Blog 25

If you’ve been envying Carey Mulligan her restrained and yet also rather sumptuous house on ‘The Dig’ then you might like to know that it’s actually ‘Norney Grange’ in Surrey of 1897 by the English Arts and Crafts architect, Charles Francis Annesley Voysey (1857-1941). Despite its rather unusual entrance with the arched circular window which lights the double-height entrance hall behind and bowed entrance doorway, it is nevertheless a typical example of Voysey’s mature style, in which he combined white roughcast buttressed walls with warm golden sandstone mullions and doorcases, below cold blue slate roofs. 

Although derived from the old English vernacular, his houses didn’t vary in response to local materials or traditions and they are all pretty much the same whether they are in leafy Surrey or rugged Westmoreland – having achieved “a particular kind of perfection”, he simply executed variations on this theme, as his clients expected. Despite being one of the most talented architects of his generation, in his own words, he “made no claim to anything new” and largely anticipating the architecture which succeeded the First World War, he increasingly despaired that “Materialism has given rise to a thirst for artificial excitement”.
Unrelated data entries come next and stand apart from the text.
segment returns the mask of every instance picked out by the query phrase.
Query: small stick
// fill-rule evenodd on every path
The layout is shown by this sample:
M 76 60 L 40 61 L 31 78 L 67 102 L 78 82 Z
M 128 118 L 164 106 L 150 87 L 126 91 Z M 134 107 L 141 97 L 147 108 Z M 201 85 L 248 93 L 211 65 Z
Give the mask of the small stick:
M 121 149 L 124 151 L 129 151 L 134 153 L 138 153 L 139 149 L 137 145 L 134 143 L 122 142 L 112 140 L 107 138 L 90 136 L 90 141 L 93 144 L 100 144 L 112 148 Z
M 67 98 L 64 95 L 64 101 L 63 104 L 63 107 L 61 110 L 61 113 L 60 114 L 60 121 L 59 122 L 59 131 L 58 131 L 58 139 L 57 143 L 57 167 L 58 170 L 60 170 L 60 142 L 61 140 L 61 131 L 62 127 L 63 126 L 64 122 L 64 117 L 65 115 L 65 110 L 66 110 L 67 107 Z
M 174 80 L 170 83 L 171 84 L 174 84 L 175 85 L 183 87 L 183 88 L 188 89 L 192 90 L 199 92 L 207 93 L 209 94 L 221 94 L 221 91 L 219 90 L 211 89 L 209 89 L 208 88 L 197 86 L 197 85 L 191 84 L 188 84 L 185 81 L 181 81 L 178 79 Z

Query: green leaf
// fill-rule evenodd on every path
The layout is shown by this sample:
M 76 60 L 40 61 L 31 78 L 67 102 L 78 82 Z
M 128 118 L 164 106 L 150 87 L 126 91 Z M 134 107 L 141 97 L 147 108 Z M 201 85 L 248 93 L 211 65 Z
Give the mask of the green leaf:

This isn’t the first time that Norney Grange has been used as a film location and indeed both his sublime ‘Broadleys’ on Lake Windemere (below) and ‘New Place’ in Surrey appeared along with Meryl Streep and Jeremy Irons in the film of John Fowles ‘French Lieutenant’s Woman’ some years ago. This popularity is hardly surprising as they are exceptionally beautiful houses whose interiors speak of a pre-industrial rural simplicity and connection with nature that simply grows more and more attractive every year. What is truly remarkable is that these houses are equally admired by architects and non-architects, and not many new buildings these days achieve that, or even aspire to.